Oh no I hoped it was about speeding up perf record that is actually a big thorn on my side, one I wrote a specific tool for... Depending on the number of probes you use, perf record can induce large latency hits or reduced throughput. Batching/buffer disk writes solves the problem for me. But I had to redevelop a perf parser to record/compress smarter. And for network streaming (no touching the disk is even better...).
It'd be nice if perf record had a fundamentally faster way of working. I found a nice description of how it works in the README.md for cargo-trace: "perf relies on perf_event_open_sys to sample the stack. Every time a sample is taken, the entire stack is copied into user space. Stack unwinding is performed in user space as a post processing step. This wastes bandwidth and is a security concern as it may dump secrets like private keys."
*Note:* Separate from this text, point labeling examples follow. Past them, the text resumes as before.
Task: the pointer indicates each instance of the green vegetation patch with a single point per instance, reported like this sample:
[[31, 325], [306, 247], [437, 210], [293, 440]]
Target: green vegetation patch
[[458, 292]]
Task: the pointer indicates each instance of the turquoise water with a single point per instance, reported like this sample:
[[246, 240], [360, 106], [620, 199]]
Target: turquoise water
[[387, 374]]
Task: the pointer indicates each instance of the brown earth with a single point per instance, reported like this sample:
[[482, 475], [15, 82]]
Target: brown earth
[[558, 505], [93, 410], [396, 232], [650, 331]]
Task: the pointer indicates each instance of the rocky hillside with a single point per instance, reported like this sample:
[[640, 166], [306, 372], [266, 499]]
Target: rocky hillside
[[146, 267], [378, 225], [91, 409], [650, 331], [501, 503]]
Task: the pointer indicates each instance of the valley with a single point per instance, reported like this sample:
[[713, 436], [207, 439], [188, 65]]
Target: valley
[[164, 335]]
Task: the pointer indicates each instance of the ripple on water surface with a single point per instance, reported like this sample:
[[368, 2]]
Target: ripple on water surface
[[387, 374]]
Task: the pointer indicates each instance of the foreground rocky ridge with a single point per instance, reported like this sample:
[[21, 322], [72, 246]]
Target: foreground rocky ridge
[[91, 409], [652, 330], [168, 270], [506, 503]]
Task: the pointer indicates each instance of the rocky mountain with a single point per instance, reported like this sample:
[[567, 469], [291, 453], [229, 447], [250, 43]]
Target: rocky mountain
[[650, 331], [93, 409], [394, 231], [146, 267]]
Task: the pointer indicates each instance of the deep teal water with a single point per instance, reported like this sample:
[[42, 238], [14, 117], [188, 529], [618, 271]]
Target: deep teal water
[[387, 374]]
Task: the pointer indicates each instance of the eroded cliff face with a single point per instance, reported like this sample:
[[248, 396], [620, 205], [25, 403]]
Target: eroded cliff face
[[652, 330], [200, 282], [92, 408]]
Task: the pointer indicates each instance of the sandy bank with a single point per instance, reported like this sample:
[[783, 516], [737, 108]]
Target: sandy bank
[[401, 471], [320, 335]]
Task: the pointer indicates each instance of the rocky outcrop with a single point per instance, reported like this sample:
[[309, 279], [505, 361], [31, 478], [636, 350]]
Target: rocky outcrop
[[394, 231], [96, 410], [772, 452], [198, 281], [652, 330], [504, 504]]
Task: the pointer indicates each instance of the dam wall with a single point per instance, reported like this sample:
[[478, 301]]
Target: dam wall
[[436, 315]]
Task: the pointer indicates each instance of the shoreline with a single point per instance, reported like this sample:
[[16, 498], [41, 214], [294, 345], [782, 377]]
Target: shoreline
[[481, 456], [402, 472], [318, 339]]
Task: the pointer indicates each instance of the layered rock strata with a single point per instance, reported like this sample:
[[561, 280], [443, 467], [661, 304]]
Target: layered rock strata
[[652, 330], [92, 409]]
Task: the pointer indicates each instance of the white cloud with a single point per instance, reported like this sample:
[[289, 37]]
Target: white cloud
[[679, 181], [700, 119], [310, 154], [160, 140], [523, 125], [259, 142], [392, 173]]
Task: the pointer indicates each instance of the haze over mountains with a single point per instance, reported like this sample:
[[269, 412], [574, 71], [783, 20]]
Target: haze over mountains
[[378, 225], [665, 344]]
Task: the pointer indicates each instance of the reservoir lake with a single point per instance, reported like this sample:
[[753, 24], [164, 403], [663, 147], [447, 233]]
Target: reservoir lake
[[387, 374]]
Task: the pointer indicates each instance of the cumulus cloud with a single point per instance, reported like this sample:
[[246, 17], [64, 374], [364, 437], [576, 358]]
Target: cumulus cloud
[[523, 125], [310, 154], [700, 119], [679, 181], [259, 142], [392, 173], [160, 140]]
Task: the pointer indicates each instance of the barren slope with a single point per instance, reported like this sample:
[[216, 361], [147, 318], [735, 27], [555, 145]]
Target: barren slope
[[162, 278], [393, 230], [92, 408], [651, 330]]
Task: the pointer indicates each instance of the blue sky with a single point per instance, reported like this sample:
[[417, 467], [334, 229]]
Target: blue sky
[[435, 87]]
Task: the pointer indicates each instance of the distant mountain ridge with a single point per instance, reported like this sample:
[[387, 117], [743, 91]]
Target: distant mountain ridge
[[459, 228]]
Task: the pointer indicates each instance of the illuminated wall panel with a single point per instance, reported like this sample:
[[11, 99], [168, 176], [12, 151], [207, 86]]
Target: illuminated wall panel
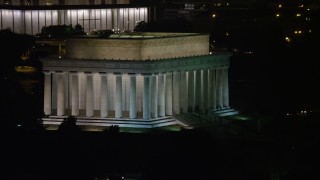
[[31, 21]]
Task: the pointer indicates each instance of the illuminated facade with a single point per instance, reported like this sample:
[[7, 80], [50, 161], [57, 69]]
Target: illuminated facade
[[30, 16], [135, 80]]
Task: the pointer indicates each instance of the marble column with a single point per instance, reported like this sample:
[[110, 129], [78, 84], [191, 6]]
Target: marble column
[[191, 90], [47, 93], [212, 89], [161, 97], [183, 92], [168, 94], [104, 95], [146, 96], [89, 95], [219, 82], [74, 94], [175, 92], [154, 95], [198, 90], [204, 97], [133, 97], [60, 94], [118, 97], [225, 88]]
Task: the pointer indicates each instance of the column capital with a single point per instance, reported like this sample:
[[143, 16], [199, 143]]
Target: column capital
[[132, 74], [47, 72], [146, 74], [103, 73], [73, 72], [117, 73]]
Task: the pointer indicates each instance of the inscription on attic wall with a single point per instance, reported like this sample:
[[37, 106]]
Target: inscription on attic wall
[[138, 49]]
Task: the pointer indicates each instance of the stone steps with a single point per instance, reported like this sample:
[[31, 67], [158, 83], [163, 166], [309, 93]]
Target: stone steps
[[135, 123]]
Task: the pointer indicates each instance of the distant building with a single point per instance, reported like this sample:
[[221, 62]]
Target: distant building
[[23, 16], [135, 80]]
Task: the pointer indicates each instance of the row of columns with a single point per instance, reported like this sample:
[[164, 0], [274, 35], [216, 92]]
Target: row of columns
[[164, 94]]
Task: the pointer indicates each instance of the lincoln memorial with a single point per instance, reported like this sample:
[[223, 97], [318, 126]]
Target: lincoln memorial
[[135, 79], [30, 16]]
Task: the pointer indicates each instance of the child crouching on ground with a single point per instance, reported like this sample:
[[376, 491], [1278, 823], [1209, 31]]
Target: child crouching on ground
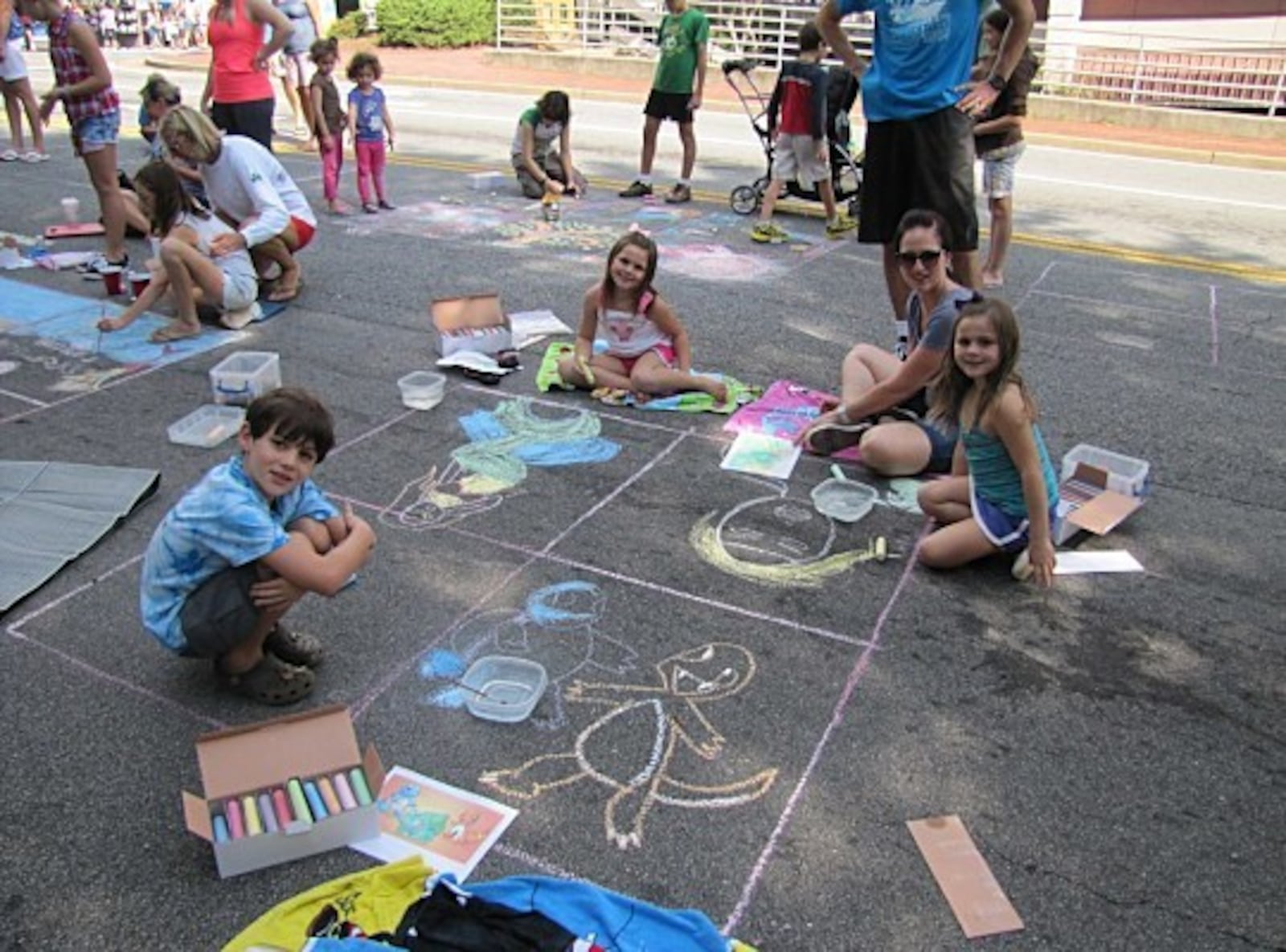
[[647, 352], [244, 544]]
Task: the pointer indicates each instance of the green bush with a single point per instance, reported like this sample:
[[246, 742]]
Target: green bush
[[436, 22], [350, 26]]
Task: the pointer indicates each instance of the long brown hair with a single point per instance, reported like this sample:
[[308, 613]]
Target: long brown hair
[[951, 387], [170, 202]]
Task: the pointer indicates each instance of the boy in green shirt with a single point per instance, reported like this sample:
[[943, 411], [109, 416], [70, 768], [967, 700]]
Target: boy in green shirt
[[677, 88]]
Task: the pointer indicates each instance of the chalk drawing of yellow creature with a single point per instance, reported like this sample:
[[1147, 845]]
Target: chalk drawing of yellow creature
[[630, 750]]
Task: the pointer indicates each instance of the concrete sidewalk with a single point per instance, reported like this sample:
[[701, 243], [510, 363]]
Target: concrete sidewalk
[[629, 79]]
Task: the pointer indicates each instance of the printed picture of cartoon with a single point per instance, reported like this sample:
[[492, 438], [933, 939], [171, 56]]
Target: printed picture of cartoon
[[452, 829]]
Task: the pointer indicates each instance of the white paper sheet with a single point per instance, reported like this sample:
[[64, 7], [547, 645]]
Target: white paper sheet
[[1088, 563]]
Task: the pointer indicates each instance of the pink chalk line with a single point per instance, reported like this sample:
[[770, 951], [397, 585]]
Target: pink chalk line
[[861, 668], [359, 709], [1214, 326]]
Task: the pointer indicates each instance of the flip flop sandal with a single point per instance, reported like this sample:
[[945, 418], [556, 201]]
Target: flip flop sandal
[[272, 681], [169, 334], [295, 647]]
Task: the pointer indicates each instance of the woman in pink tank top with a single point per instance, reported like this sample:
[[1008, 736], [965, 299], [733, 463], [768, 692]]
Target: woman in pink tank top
[[238, 89]]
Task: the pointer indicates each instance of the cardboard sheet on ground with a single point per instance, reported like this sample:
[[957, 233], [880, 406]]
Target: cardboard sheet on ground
[[1087, 563], [51, 513], [452, 829], [962, 874]]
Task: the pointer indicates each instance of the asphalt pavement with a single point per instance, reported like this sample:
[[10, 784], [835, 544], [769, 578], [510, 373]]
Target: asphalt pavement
[[1114, 746]]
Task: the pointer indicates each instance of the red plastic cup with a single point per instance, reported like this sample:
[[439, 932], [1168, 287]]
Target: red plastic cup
[[113, 280]]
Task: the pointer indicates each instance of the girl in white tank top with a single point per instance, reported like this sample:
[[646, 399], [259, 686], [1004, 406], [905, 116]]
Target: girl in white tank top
[[649, 352]]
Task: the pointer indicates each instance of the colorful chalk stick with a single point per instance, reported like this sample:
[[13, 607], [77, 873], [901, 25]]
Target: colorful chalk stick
[[315, 804], [302, 815], [235, 823], [282, 808], [328, 798], [359, 787], [344, 791], [267, 815], [254, 827]]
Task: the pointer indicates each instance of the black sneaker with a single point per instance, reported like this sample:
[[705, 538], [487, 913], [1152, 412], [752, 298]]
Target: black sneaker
[[637, 189], [829, 439]]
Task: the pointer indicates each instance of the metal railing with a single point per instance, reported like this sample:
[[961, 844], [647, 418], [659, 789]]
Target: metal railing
[[1077, 62]]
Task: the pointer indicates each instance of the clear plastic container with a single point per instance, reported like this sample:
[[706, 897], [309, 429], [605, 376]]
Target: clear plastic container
[[244, 375], [207, 426], [844, 500], [499, 688], [422, 390], [1125, 474]]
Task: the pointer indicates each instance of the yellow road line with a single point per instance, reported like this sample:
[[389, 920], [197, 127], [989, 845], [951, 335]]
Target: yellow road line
[[1249, 272]]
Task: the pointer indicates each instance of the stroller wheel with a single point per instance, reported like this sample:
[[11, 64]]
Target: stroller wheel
[[743, 199]]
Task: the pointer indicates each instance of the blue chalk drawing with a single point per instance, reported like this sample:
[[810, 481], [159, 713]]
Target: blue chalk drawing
[[503, 445], [557, 626]]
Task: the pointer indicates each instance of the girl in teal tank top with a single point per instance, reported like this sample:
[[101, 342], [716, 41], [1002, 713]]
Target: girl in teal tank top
[[1002, 490]]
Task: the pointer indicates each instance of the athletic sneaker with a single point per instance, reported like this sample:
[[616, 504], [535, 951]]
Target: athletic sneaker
[[638, 189], [829, 439], [93, 269], [842, 227], [679, 194], [767, 233]]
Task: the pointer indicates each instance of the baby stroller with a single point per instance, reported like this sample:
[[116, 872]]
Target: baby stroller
[[842, 92]]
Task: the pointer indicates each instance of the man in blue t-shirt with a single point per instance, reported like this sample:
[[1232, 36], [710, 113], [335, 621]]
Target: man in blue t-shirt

cargo-trace is apparently dormant now, but I found it really interesting. It does the unwinding via eBPF instead, which should be quicker while recording, not generate as much (sensitive) data, and not require as much post-processing. (Symbolization would still happen in post-processing.)
I'll ask about opensourcing the tool. But just in case, the recipe is to use pipe mode and pre-parse all frames, stream them as messages, sometimes to several targets (pub/sub) with some streaming-zstd, and also splitting the pmu/probes/Intel-PT streams and treating them separately. Stack-traces are analysed (precomputed cfg optimised structure so unwinding is faster) before storing in adhoc in-house format with all other system traces. Only annoying thing is changing perf-record settings (pid changes, need event X, new probe) means restart and I ran out of interns before we had no-loss switchover...
Sounds more specialized than I was imagining but a cool system.
The idea of a more efficient compressed encoding seems generally applicable. I imagine just piping through zstd would be an improvement over plain perf record directly to a file, but it sounds like your tool's splitting makes zstd more effective. It'd be handy to be able to just do perf record ... | fancy-recompress > out, and even better to upstream the format improvement into perf itself. I feel you on "ran out of interns"; there's always more to do...
Perf report is indeed slow AF, especially on large files, you're right in wanting to speed it up! Thanks for sharing! This is an interesting tidbit that has thrown me down a rabbit hole of 'profiling the profiler'...